The cost of annual system downtime can be immense for companies, and often includes lost productivity, lost revenue, and potential damage to the company's reputation. While organizations strive to minimize downtime, system disruptions can occur because of a variety of factors. The most prepared companies take a proactive approach to address these factors. These companies make sure that they have the tools and processes in place to quickly detect, respond to, and recover from incidents that affect the availability of their systems and applications.
To prevent downtime, companies must focus on measures such as fault tolerance, redundancy, auto-scaling, security, and continuous monitoring. These companies must also have regular testing, create disaster recovery plans, and optimize performance so that the application can withstand failures and recover quickly when issues occur.
Note: SCRaM is currently available to AWS Enterprise Support customers who are under a nondisclosure agreement (NDA).

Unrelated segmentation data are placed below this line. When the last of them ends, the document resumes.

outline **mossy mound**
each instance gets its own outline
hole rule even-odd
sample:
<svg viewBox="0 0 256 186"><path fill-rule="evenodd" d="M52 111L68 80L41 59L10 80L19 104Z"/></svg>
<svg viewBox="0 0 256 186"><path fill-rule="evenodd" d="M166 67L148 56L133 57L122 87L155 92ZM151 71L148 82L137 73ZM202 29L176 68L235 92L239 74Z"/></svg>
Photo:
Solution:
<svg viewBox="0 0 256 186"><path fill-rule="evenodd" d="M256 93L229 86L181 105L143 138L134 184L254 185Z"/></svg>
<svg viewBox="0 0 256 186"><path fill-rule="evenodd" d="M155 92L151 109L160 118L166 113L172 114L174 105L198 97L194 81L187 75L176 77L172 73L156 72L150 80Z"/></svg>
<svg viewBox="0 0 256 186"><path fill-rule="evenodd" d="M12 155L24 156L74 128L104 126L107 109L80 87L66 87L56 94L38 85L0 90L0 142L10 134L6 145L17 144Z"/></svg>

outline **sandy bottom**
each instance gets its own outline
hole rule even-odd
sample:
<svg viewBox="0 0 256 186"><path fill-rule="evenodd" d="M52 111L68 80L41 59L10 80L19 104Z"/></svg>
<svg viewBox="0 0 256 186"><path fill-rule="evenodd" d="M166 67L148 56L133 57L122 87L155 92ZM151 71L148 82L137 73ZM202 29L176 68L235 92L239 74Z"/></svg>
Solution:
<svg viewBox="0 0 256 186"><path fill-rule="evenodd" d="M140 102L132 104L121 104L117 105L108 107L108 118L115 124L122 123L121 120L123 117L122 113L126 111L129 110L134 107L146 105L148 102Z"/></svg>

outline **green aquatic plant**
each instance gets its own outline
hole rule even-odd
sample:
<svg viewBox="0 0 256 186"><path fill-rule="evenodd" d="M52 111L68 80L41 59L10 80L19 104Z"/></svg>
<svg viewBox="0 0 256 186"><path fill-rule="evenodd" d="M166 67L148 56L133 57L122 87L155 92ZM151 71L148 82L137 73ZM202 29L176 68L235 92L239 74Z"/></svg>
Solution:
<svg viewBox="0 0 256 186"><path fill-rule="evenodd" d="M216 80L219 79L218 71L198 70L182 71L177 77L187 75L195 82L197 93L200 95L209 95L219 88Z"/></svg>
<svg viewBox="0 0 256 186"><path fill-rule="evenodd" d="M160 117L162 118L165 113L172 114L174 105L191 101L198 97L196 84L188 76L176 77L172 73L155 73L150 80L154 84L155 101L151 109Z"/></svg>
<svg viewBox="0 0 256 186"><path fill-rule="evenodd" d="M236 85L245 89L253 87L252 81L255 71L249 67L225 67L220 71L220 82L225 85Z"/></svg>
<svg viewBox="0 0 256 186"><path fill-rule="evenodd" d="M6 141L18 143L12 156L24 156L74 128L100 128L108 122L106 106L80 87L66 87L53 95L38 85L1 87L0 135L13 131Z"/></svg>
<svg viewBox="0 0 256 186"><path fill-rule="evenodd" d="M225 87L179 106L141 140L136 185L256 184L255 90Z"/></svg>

Shared responsibility model
Security and Compliance is a shared responsibility between AWS and the customer. AWS secures the infrastructure that runs all services (security "OF" the cloud), and the customer secures their data and applications (security "IN" the cloud). Resilience is also a shared responsibility between AWS and the customer. AWS is responsible for building reliable infrastructure, and the customer architects their applications to reliably respond to and recover from failures.
For your SCRaM engagement, it's important to understand your role and how AWS can help you improve what you're responsible for. To learn more about shared responsibility, see the AWS shared responsibility model and Disaster recovery of workloads on AWS: Recovery in the cloud.
Why should I use SCRaM?
SCRaM offers workload-focused tabletop exercises that test your incident response plan without disrupting operations. Unlike audits or sales presentations, these exercises prepare teams for disaster recovery and security events through realistic scenario walkthroughs. During sessions, teams identify specific gaps in processes, communication, and response strategies, and leaders refine procedures and strengthen cross-functional coordination. SCRaM exposes vulnerabilities, challenges assumptions, and clarifies stakeholder roles during crises, testing operational readiness, and building confidence in internal processes. After the exercise is complete, participants receive a SCRaM engagement report with a comprehensive action plan that contains targeted recommendations for improvement.

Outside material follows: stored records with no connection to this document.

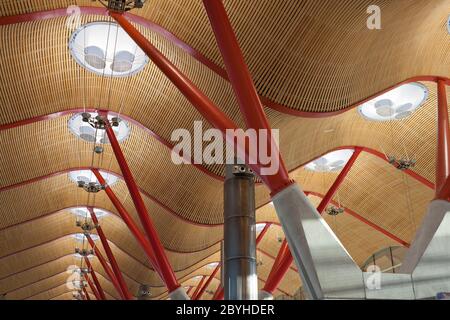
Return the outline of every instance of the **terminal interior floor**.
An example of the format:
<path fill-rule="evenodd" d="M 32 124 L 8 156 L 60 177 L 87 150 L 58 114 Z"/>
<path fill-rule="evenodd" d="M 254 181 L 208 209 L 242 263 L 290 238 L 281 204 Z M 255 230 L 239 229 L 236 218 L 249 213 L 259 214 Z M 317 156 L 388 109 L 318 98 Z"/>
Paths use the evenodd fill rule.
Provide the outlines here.
<path fill-rule="evenodd" d="M 116 16 L 253 128 L 218 45 L 222 4 L 290 181 L 361 271 L 401 270 L 450 196 L 450 0 L 105 4 L 0 2 L 0 299 L 223 298 L 226 165 L 172 152 L 176 130 L 217 125 Z M 257 290 L 309 299 L 274 189 L 255 178 Z"/>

By learning exactly who to contact during critical situations, teams can build the confidence that they need to respond effectively during actual incidents, especially in unexpected circumstances. The combination of tabletop exercises and AWS services creates measurable improvements in operational resilience. With this resilience, organizations can reduce incident response times from hours to minutes, strengthen disaster recovery and security capabilities, and improve team collaboration across functions.
To complement SCRaM, AWS uses resilience services to programmatically run workload assessments against defined critical workloads. These services include:
-
AWS Resilience Hub
-
AWS Fault Injection Service
-
AWS Security Hub
-
Amazon GuardDuty
This comprehensive approach includes assessing your Recovery Point Objective (RPO) and Recovery Time Objectives (RTO) and testing your recovery procedures before actual incidents occur. AWS resilience services also enhance your protection and use machine learning to detect threats and provide a central location to monitor during testing.
How is a SCRaM engagement conducted?
SCRaM is a specialist-led engagement that consists of four in-person or virtual meetings. Your Technical Account Manager (TAM) assigns a SCRaM practitioner to directly work with your organization. The practitioner helps your organization complete the following actions:
-
Identify the tabletop requirements, such as whether you should focus on security or resilience.
-
Collect information on your selected workload.
-
Identify key stakeholders for engagement.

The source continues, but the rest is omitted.